Mendengar kata-kata Yan Yueqing, Lu An tersenyum dan berkata, “Jangan khawatir, Saudari Yueqing. Kali ini, selama kita bisa menemukan informasi tentang Pil Dewa Ular Seribu Murni, kita pasti akan mendapatkannya. Aku punya Pil Vajra Air Hitam; aku bisa menggunakannya untuk menukarnya.”
Tubuh Yan Yueqing gemetar hebat mendengar ini. Dia segera menoleh ke arah Lu An, keterkejutannya terlihat jelas. “Pil Vajra Air Hitam? Kau serius?!”
“Tentu saja,” kata Lu An sambil tersenyum. “Jadi, Saudari Yueqing hanya perlu beristirahat dan memulihkan diri di sini.
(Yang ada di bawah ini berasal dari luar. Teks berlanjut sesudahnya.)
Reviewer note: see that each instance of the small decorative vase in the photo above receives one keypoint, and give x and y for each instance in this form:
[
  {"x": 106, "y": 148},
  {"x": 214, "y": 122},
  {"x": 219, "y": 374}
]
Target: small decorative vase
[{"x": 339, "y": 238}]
Serahkan semuanya kepada Kakak Du. Tunggu kami menukarkan Pil Dewa Ular Seribu Murni, dan kau akan sembuh total.”
Mendengar kata-kata Lu An dan melihat sikapnya yang tenang, Yan Yueqing akhirnya tak tahan lagi. Sudah lemah dan kesakitan, air mata mengalir di wajahnya.
Sebenarnya, ia merasakan sakit yang luar biasa.
Untuk menghindari membuat suaminya sedih, ia telah mati-matian menahan rasa sakit, terutama saat kambuh, ketika rasa sakit itu hampir membunuhnya. Kelemahannya bukan karena penyakit itu sendiri, melainkan karena rasa sakit dan penderitaan itu sendiri.
Rasa sakit ini hampir membuatnya putus asa; rasa sakit yang luar biasa di meridiannya membuatnya mempertimbangkan bunuh diri setiap kali. Tetapi pikiran bahwa suaminya akan hancur dan melakukan sesuatu yang bodoh jika ia meninggal mencegahnya untuk bunuh diri.
Jadi, setelah Lu An mengucapkan kata-kata itu, dia akhirnya merasa lega dan terbebas dari semua kekesalan dan siksaan yang terpendam, dan dia tidak bisa lagi menahan air matanya.
Melihat Yan Yueqing menangis, Lu An tetap diam, diam-diam meninggalkan rumah. Memang bagus bahwa luka Yan Yueqing mulai sembuh, tetapi dia lebih khawatir tentang pria tinggi kurus yang baru saja dilihatnya.
Terlepas dari siapa pria ini, jelas dia akan membawa masalah besar baginya.